Dopo la confessione del convivente della vittima, si cerca di capire se sia stato aiutato da qualcuno nel trasporto e nella distruzione del corpo. Le indagini, nel frattempo, proseguono e si sposteranno negli appartamenti di Ajdinaj e del nipote di Khadija, dove probabilmente è avvenuto l’omicidio.

Ha confessato l’omicidio Agim Ajdinaj, il cinquantunenne di origine albanese convivente di Khadija Bencheickh, la donna marocchina di 46 anni ritrovata a pezzi nei campi di Corte Gardoni a Valeggio sul Mincio. Il movente sarebbe stato l’ennesimo litigio finito, questa volta, in tragedia.

Nella mattinata di oggi, 9 gennaio, si è tenuta la conferenza stampa presso il comando provinciale dei carabinieri di Verona nel corso della quale è stato reso noto che, dopo la confessione avvenuta nel corso dell’interrogatorio svoltosi nel carcere di Montorio lunedì 8 gennaio, ad Ajdinaj è stato convalidato l’arresto da parte del gip Paola Vacca. Il fermo è stato convalidato anche per il nipote di Khadija, Lisand Ruzhdija di 27 anni, accusato di distruzione, soppressione o sottrazione di cadavere; tuttavia il ventisettenne è stato rilasciato dopo l’udienza senza misure cautelari.

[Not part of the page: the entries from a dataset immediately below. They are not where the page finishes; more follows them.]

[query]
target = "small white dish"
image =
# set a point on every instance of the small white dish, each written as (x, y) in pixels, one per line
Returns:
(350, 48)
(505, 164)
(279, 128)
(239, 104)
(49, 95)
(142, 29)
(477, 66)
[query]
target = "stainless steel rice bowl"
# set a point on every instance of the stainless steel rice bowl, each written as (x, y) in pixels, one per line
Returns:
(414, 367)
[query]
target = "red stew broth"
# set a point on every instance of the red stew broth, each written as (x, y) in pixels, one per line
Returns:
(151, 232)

Stando alla ricostruzione delle forze dell’ordine, Khadija sarebbe uscita la mattina del 29 dicembre per recarsi al lavoro e, a quanto emerge dai filmati della videosorveglianza del condominio dove abitava con Ajdinaj, sarebbe rientrata nel tardo pomeriggio. Più tardi, alle 23, le telecamere posizionate nell’androne del palazzo avrebbero registrato diversi spostamenti del reoconfesso, che avrebbe fatto più viaggi dall’appartamento alla macchina, appartenente al nipote, con alcune borse ritrovate poi sul luogo del delitto.

A muovere inizialmente gli agenti verso il compagno e il nipote di Khadija sarebbe stato non solo la mancata segnalazione, da parte dei due, della scomparsa della donna, ma anche il ritrovamento dell’auto di Lisand a meno di 700 metri dal corpo della vittima nel presunto giorno dell’omicidio.

Ciò che rimane ancora da esaminare è l’appartamento di Khadija e Ajdinaj, dove si presume che sia avvenuto l’omicidio e dove forse si troverà lo strumento, probabilmente un grosso coltello, usato per fare a pezzi la donna. Inoltre è da accertare, sempre tramite i filmati della videosorveglianza, la presenza di ulteriori persone, forse complici che potrebbero aver aiutato l’uomo nello smembramento e nel trasporto del corpo fino a Corte Gardoni; l’ipotesi, infatti, sarebbe più che legittima considerando la malattia di Ajdinaj, il quale soffre del morbo di Parkinson che, quindi, non gli consentirebbe di guidare e trasportare grandi pesi.

Khadija Bencheickh viveva nella zona dello Stadio a Verona e lavorava come donna delle pulizie. Era uscita da alcuni anni da un primo matrimonio difficile, restando comunque in buoni rapporti con l’ex marito. La relazione con Ajdinaj, invece, durava da qualche anno e stando alle dichiarazioni dell’uomo, era diventata insostenibile proprio a causa dei frequenti litigi.